The report argues that this fragmentation is the real blocker. Tools alone will not fix it. The point is that identity governance has to become a strategic control surface, with executive-level visibility and consistent ownership, before agentic systems scale beyond safe oversight. Companies that do this will be better positioned to manage the next phase of agent deployment. Companies that treat it as a tooling problem will find it increasingly difficult to explain or trust the access decisions that agents are making.
The control recommendations that emerge are mostly unglamorous. Move identity ownership closer to the agent platform so the team that creates the agent also owns the credential. Treat short-lived credentials as the default and static keys as an exception that requires a written reason. Audit the non-human identity population on a schedule, not after an incident. Build an inventory that the security team can actually read, not a spreadsheet that a single engineer maintains by hand. None of this is novel. The interesting question is why so few organizations have done it.
Governance maturity is the new perimeter
The deeper argument in the Omada report is that the perimeter for AI agent security is not the network boundary and not the model boundary, it is the governance layer. Identity is the operating layer that underpins zero trust, automation, and AI-enabled workflows. Visibility has to shift from activity to exposure, from logs that show what an agent did to inventories that show what an agent could do.

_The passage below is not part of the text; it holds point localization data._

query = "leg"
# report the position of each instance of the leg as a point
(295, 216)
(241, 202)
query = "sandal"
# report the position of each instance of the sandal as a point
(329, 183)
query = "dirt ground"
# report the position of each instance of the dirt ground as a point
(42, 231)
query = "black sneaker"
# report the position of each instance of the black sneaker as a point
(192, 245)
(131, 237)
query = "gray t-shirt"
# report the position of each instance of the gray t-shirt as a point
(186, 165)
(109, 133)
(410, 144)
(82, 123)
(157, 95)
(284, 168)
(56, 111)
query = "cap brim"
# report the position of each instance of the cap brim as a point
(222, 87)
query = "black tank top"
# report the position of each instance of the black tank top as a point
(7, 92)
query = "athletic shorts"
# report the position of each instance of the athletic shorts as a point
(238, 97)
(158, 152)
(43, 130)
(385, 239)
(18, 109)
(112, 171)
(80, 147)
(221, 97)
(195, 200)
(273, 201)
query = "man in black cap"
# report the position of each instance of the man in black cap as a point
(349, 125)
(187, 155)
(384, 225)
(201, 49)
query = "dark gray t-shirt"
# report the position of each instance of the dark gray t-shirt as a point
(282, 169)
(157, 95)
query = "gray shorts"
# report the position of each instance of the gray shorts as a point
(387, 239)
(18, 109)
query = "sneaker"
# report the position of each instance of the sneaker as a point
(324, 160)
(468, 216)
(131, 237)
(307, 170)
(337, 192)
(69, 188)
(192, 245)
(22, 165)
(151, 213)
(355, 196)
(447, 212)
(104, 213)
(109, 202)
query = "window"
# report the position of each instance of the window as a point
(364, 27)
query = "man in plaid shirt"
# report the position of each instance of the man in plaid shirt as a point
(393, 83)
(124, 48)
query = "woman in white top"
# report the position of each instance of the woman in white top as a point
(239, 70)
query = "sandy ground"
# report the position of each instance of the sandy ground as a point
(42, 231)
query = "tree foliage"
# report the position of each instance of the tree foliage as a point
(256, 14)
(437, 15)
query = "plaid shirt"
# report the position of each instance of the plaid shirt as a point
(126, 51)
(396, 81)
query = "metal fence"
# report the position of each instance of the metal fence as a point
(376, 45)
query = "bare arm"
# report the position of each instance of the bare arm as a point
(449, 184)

That framing is consistent with how the rest of the agent-security story has been developing in 2026. The Beyond Identity Ceros launch and the AppViewX Agent Identity Security product both treat non-human identity as a first-class control surface. Cisco's intent to acquire WideField Security, announced the same week, is a signal that the major platforms are also starting to take this seriously. The Omada report is the demand-side data point that explains why the supply side is moving.
The risk if governance does not catch up is straightforward. Autonomous agents create and change access apart from human direction. Small gaps in control continue and expand unseen. By the time the gap is visible, the blast radius is already wider than the response team can reach. The identity mirage is what that looks like from the executive floor. The C-suite sees a control surface that is mostly working. The practitioners see the gaps that are not on the slide. The Omada survey is the first time that gap has been measured at scale, and the number is not small.

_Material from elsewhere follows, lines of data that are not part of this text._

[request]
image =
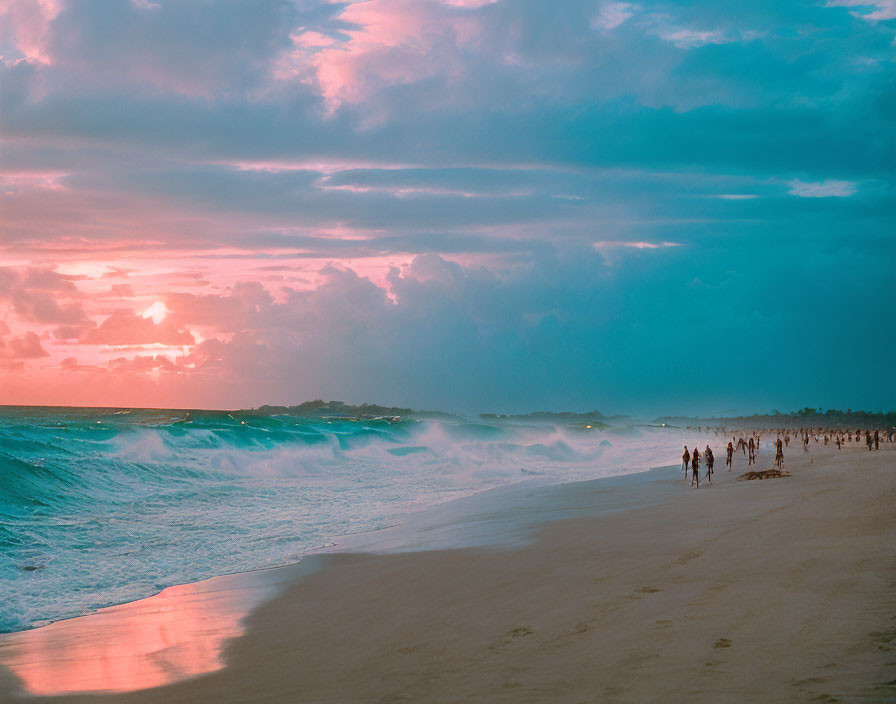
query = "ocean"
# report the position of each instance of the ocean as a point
(104, 506)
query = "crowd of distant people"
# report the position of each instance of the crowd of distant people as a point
(749, 446)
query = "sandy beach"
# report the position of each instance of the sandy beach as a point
(777, 590)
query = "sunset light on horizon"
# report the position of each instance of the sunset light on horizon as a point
(466, 205)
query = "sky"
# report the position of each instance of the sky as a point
(469, 205)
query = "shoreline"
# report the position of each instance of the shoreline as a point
(402, 523)
(567, 519)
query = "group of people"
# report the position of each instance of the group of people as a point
(690, 460)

For organizations that want to close the gap, the Enterprise AI Governance Checklist for 2026 is the practical starting point. Treat identity as an ongoing, machine-driven operating layer. Move beyond fragmented tooling toward operational coherence. Govern at the speed of automation, or accept that the agents will outpace the controls. The choice is no longer about whether identity matters. It is about whether governance can match the speed at which the agents already operate.
The Omada report frames this as the choice between treating identity as a slide on a quarterly review or as the operating layer that the next phase of automation will run on. For the C-suite, the cost of getting it wrong is the kind of incident that does not show up in the survey data, because the survey was taken before the incident happened. For the practitioners, the cost is being the one who has to explain it.